4D float array storage

I need to have all threads access a common 4D lookup table. Access is random from all threads. Devices are multiple Tesla K10s.
The LUT data is normalized floating point, less than 50 nodes for each dimension. I will be doing the interpolation manually in CUDA code. I have working host version code already.

I have found that, at least for 1D and 2D integer data, simultaneous access is much faster when texture memory is used for storage. Table dimensions are small, typically 33.
( float LutABCD[33][33][33][33] in host memory)

Question - Is there any best way to fold the table into lower dimensional array, specifically, is
float simLUT_AB_CD [3333] [3333] better than
float simlut_ABC_D [33] [333333] or even
float simLUT_ABCD [333333*33] or anything else?

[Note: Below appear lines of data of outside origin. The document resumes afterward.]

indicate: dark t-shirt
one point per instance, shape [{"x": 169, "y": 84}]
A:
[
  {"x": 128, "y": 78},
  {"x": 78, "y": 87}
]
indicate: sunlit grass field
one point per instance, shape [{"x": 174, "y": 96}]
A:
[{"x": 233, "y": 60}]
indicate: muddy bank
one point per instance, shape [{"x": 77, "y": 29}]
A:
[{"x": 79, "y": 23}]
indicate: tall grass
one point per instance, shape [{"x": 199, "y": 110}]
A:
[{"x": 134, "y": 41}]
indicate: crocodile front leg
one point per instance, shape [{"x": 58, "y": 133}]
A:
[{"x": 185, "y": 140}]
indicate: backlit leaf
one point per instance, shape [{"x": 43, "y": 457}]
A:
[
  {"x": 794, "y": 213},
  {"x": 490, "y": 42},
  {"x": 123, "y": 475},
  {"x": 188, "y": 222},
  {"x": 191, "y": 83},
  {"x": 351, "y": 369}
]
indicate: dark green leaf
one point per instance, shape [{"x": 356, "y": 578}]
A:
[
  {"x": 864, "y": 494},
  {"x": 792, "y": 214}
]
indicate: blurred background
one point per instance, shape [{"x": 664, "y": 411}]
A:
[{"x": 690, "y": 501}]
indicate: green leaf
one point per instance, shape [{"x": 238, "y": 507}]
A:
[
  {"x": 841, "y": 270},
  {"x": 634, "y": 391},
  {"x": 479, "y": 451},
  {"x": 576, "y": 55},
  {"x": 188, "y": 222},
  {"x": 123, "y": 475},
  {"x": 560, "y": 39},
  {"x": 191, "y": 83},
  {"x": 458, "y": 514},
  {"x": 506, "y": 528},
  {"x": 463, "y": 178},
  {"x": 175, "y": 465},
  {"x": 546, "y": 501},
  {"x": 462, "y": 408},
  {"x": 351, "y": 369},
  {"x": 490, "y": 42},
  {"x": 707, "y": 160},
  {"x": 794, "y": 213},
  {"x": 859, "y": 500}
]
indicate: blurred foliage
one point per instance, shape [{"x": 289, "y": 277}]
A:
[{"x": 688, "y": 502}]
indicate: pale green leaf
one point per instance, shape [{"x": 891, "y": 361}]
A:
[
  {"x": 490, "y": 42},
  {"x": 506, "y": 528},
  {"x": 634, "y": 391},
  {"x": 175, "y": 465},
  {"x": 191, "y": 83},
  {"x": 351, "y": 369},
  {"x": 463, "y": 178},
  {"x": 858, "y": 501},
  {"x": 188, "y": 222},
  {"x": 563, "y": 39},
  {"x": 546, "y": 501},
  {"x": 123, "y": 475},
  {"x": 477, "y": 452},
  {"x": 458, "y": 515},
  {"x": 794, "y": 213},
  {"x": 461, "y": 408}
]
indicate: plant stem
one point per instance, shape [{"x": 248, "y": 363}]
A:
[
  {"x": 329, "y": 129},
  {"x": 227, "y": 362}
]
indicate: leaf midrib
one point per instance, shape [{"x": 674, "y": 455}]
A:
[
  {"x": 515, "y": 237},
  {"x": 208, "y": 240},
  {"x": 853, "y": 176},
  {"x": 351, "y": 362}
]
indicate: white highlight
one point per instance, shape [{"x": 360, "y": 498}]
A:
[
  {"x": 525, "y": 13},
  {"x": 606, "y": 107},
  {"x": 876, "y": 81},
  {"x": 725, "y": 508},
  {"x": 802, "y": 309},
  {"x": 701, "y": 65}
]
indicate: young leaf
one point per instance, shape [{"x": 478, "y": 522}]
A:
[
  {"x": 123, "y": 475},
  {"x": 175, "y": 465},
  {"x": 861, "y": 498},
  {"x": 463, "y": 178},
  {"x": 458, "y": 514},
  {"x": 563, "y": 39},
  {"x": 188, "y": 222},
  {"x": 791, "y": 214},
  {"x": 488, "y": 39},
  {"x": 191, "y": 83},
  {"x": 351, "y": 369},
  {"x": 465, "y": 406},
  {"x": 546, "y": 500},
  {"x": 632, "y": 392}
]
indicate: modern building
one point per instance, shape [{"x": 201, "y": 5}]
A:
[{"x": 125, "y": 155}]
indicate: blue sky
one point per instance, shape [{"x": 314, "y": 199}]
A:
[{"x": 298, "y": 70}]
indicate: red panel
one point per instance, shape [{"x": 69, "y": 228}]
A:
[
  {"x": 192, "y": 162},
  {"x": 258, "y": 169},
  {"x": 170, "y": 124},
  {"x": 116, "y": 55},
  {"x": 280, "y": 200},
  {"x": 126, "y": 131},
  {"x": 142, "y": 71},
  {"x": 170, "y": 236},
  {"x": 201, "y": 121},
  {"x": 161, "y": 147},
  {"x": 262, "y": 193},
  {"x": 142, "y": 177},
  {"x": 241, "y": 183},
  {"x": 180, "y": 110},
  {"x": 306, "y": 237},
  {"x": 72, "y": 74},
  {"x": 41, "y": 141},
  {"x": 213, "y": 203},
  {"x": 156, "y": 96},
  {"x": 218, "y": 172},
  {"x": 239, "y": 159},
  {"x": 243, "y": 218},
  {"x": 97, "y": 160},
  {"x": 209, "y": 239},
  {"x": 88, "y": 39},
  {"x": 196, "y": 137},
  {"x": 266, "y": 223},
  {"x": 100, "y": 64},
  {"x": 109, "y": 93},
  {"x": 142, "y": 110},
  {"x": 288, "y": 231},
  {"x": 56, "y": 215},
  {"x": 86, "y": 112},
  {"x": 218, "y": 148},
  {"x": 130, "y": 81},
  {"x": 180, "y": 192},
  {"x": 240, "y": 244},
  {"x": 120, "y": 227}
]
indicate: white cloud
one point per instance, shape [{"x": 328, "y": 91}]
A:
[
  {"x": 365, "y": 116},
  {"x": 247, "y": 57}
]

To my knowledge, and someone correct me if I’m wrong, it is faster to deal with 1D arrays always… so my suggestion is to flatten it to 1 dimension, like so: https://plus.google.com/104038699355103594931/posts/3wipTEpMUun

You can define a macro so that it’s not a complete pain to recalculate your indexes as talonmies’ response shows: http://stackoverflow.com/questions/5631115/2d-array-on-cuda

Using the first link, it should be straight-forward to extend the macro above into 4 dimensions.

La vaca not so loca!
Thanks for both. That’s what I was planning to do.
The macro does make the code readable.
The reduce operations comment won’t be needed since the dimensions are known at compile time.

If no one corrects you, I’m going to assume you are right about 1D flattening being faster.
It makes sense. Tnx.

Why don’t you consider using CUDA’s float4? It is a struct defined as

struct __device_builtin__ __builtin_align__(16) float4
{
    float x, y, z, w;
};

and the declaration would read as

float4 simLUT[33];

builtin_align(16) requests the compiler to allocate the struct (or array of such structs) on a 16-byte aligned boundary to improve coalescence.

It’s probably not a problem, but your randomly-accessed 4D LUT is ~4.5 MB so it can’t fit entirely in shared or L2.

If the LUT throughput is the bottleneck you might consider finding a more compact way of representing the LUT so it will fit in either texture, shared or L2.